The man box has a code about asking for help. You don’t. Not even if you’re lost in the woods and you meet a friendly bear with a compass. You smile, you nod, and if that bear asks how you’re doing you say, “Fine,” and keep moving.
I have to admit this one still has me beat most days. From the burnt out light bulb that’s just out of reach to visual branding that demands talents I don’t have, I really, really, dislike asking for help. But I can say this – when I ask for help I get it. And when I get it I’m better for it. I have so much more to contribute to the karmic pool now that I’ve learned how to make withdrawals.
#5 He’s “supposed” to be stoic.
The man box is pretty anti-emotion. Unless it’s anger. Or you’re emotional about something that happened to someone else. But if you need to sit down and have a good cleansing cry over something or nothing that’s pretty much frowned on. Yet how can you even recognize passion if your self-respect depends on never experiencing, much less showing, emotion?
I never did master this man box rule. My father’s signature line to me was, “Stop that crying or I’ll give you something to cry about.” But years after I left home it came time to let Twinkletoes, who was more commonly known as “Momma Kitty,” cross the rainbow bridge, and I couldn’t come home from school. My mother told me that my father took care of it. And that he cried. For a very long time.

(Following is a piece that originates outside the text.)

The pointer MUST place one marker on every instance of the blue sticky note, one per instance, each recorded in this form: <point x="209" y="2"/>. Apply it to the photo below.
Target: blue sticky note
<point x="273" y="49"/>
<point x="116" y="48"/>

I don’t know what those tears cost him. Or what it cost him not to have shed them over the many other losses his life had sustained. But I do know what it meant to me to know that he shed them. And how I knew I had a “Daddy” because my father cried over my cat’s last day.
Perhaps we’ll never get rid of the man box. I suppose it serves some purpose. But I know I’m more fulfilled in life and more successful now that I’m breaking all its rules.
And I wonder how much more fulfilled and successful my father might have been if he’d learned to break those rules before he died.